Requisiti dei minori adottandi

  • minori dichiarati abbandonati con sentenza definitiva (art. 20 della Legge 9695/2007);

  • minori i cui genitori hanno acconsentito all'adozione (art. 20 della Legge 9695/2007);

  • minori sotto le cure dello Stato, con il consenso del Tribunale (art. 20 della Legge 9695/2007).

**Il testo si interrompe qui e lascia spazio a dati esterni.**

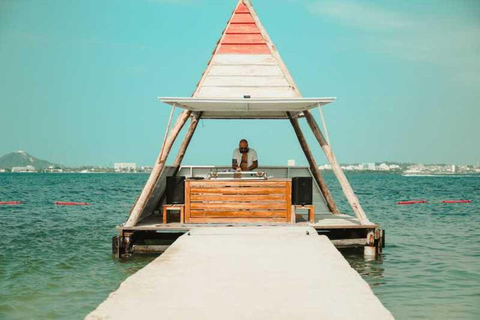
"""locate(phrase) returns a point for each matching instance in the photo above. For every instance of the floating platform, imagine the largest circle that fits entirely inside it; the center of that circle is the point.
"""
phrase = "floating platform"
(268, 272)
(152, 234)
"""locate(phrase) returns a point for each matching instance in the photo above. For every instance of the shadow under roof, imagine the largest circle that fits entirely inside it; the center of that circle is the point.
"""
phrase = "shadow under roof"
(247, 108)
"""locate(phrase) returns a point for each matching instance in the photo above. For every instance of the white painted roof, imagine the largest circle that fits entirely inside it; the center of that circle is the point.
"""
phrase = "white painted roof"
(246, 108)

Ulteriori elementi rilevanti secondo la normativa albanese:

  • se il minore ha raggiunto l’età di dieci anni deve esprimere la sua opinione sull'adozione; se ha compiuto dodici anni l’adozione non può avvenire senza il suo consenso (art. 246 del Codice);

  • è inoltre necessario il consenso dei genitori biologici, o del Tribunale se entrambi sono deceduti, sono giuridicamente incapaci o se non è nota la loro identità (art. 246 del Codice);

  • i minori sono inseriti nel circuito dell’adozione internazionale quando sono trascorsi almeno sei mesi dal momento della loro iscrizione nei registri tenuti dal KSHB, salvo che la loro salute possa essere nel frattempo compromessa (art. 23 della Legge 9695/2007).

Passaggi della procedura

  • la coppia conferisce l’incarico di avviare la procedura di adozione internazionale ad un ente autorizzato, il quale trasmette la domanda al KSHB (art. 252 del Codice);

  • Il Consiglio direttivo del KSHB verifica la presenza dei requisiti di legge e la correttezza della documentazione (art. 27 della Legge 9695/2007);

  • la Segreteria esecutiva del KSHB elabora la proposta di abbinamento, che viene sottoposta alla coppia tramite l’ente autorizzato (art. 23 della Legge 9695/2007);

  • Il KSHB prepara la valutazione relativa alla coppia e, se approva l’adozione, inoltra il fascicolo al Tribunale del luogo in cui risiede il minore, unitamente alla certificazione dalla quale risulta che sono trascorsi sei mesi dalla data di iscrizione del minore nel registro dei minori adottabili e non è stata praticabile la soluzione dell’adozione nazionale (artt. 253 e 254 del Codice, art. 28 della Legge 9695/2007);

  • il Tribunale verifica che sia effettivamente decorso il termine di sei mesi, che siano stati compiuti tutti gli sforzi necessari per riportare il minore ai suoi genitori biologici e che il periodo di convivenza tra il minore e la coppia si sia concluso positivamente (art. 248 del Codice);

  • nel corso della procedura giudiziale possono intervenire il Pubblico Ministero e chiunque abbia un interesse rilevante per la protezione del minore; tali soggetti possono altresì proporre appello verso la decisione del Tribunale (art. 255 del Codice);

  • l’adozione è decisa dal Tribunale ed è effettiva dalla data in cui diventa definitivo il provvedimento finale;

  • registrato il provvedimento di adozione all'ufficio civile e ottenuti i documenti per il viaggio, la coppia può lasciare il Paese con il minore.

Post-adozione

L’ente autorizzato trasmette al KSHB le relazioni concernenti l’integrazione del minore, che devono essere redatte con cadenza semestrale, per i due anni successivi all'adozione.